Thanks for taking the time to read and comment on any of the above. Any advice and input greatly appreciated!


----------



## Laurentium (May 21, 2017)

Reading that, to me one main problem is the role of alcohol. If you can, I'd say talk to a sex therapist about working on being sexual without using so much alcohol. 2 bottles between 2 people is quite a lot, in my opinion. And it may be hiding underlying issues. For example, her anxiety. Which is the second problem. I think her anxiety needs tackling. But yes, try to reduce the connection between alcohol and sex. 


Joe1982 said:


> correct me if I'm wrong, but if we are having sex 3-4 times a month that is somewhat normal and not lacking?


That would be considered normal. 

I'd say don't worry about the vibrator. It's probably working in your favour, maintaining her ability to enjoy her body. It's not competing with you. It doesn't mean she prefers it to you. 


Joe1982 said:


> Typically we would have sex and then I would achieve orgasm for her, either with fingers or a vibrator.


It might be worth trying that the other way round, ie get her off before you penetrate. But you'd need to ask her opinion about that.


----------



## frenchpaddy (May 31, 2021)

2 bottles of wine is a lot of wine , for me the vibrator is only a good thing as it shows she is sexual 
now you did not talk about your connection between you in the time before sex and the quality of sex , would you call yourself a good lover 
the one you can only work on is your self so you could ask he the next time she has some wine without having to much and she is willing to talk ask her what she likes needs to get off and her dream lover type


----------



## No Longer Lonely Husband (Nov 3, 2015)

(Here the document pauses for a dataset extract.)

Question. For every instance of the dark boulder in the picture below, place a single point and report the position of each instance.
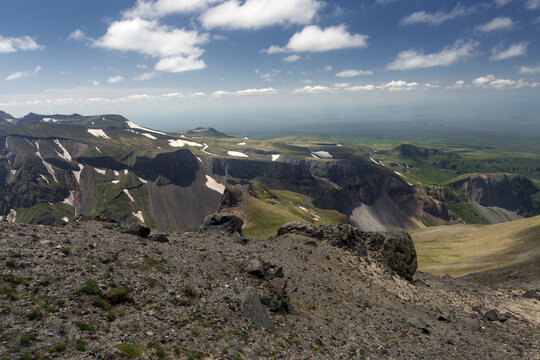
(223, 221)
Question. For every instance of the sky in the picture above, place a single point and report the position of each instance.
(174, 64)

Solution easy.Less alcohol. Cut it to one bottle.


----------



## Diceplayer (Oct 12, 2019)

Joe1982 said:


> wife has expressed it being harder than ever before to achieve good orgasms. They used to happen sometimes during sex, but now it's almost impossible, and requires the extra external stimulation for her.


Get a vibrating c0ck ring. It will provide the stimulation for her while you are having PIV sex.


----------



## mwise003 (1 mo ago)

Maybe you've tried this, maybe you haven't. But I would try PIV w/ the vibrator. You mention fingers or a vibe, couldn't tell if PIV was included. 
Also, you worded this a little ambiguously " then I would achieve orgasm for her ". Does this mean you orgasm first or do you give her an orgasm first?

In my experience, the woman comes first as many times as she wants. Unless you're one of the few guys without a refractory period. 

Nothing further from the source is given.